P(n-1,2) + 3P(n+1,2) = 2(2n^2 + 1) and P(n,r) = P(n-3,r-3)

If P(n,r) is the number of ways of chooosing r objects out of n, then the first equation is fairly easy to prove.

But I don't know what the second equation is supposed to be … are you sure you have copied it correctly?

Martin Rattigan
tiny-tim wrote:

"If P(n,r) is the number of ways of chooosing r objects out of n, then the first equation is fairly easy to prove."

I think P(n,r) is meant to be the number of permutations of r objects taken from n different objects (written $^nP_r$ when I was at school), rather than the number of ways of choosing r objects from n different objects, $^nC_r$, the difference being that each different order of the r selected objects is counted as a different permutation, whereas the order is not relevant for a choice.

If P(n,r) were taken to mean $^nC_r$ as tiny-tim suggestes, the right hand side of the first equation would be double the correct value.

Either way the second equation is invalid.
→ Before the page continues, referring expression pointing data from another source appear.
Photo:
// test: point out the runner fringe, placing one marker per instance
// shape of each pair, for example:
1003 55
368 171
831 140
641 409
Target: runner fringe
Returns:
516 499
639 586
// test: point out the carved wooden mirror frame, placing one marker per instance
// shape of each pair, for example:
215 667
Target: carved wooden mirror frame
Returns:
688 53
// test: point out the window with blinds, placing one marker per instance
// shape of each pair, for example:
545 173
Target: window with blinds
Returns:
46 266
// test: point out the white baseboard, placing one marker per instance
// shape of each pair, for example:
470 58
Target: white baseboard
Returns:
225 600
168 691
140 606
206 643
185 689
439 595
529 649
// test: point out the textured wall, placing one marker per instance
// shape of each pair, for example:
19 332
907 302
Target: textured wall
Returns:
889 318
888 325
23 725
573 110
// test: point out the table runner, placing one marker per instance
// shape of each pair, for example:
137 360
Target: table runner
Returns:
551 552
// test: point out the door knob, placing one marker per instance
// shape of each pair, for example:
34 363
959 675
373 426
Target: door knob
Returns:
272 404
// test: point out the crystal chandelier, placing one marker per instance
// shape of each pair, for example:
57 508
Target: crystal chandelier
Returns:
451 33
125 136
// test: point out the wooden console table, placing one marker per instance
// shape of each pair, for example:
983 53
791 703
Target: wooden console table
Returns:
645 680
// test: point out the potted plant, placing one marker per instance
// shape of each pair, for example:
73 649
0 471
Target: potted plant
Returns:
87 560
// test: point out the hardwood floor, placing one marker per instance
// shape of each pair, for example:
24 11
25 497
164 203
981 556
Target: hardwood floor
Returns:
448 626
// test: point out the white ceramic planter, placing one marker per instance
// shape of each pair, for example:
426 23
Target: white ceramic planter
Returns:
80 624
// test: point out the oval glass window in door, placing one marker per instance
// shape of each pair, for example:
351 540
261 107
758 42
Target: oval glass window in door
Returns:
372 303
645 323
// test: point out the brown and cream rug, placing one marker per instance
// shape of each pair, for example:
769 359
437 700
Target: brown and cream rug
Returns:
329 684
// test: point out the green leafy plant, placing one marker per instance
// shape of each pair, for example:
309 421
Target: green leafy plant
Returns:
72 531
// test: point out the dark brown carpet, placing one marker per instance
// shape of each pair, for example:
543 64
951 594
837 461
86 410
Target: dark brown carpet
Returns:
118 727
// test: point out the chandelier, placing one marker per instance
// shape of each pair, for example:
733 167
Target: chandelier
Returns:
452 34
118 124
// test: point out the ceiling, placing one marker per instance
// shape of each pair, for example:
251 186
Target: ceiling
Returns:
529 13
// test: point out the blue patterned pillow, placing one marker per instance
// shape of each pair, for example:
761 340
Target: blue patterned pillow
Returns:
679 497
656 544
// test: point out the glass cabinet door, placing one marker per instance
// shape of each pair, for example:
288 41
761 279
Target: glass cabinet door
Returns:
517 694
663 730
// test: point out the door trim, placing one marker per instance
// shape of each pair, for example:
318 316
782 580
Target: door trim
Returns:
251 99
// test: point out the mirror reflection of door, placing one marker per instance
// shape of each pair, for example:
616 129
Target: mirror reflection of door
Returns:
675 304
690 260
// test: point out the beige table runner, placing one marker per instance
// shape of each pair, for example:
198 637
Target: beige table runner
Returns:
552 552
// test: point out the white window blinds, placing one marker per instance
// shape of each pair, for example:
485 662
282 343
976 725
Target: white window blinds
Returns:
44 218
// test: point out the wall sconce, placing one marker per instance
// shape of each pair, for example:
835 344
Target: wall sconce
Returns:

Mabe it should read P(n,r) $\geq$ P(n-3,r-3).

Hi Martin! …I think P(n,r) is meant to be the number of permutations of r objects taken from n different objects (written $^nP_r$ when I was at school), rather than the number of ways of choosing r objects from n different objects, $^nC_r$, the difference being that each different order of the r selected objects is counted as a different permutation, whereas the order is not relevant for a choice.
Yes, you're right, I should have been more precise Thanks for the correction.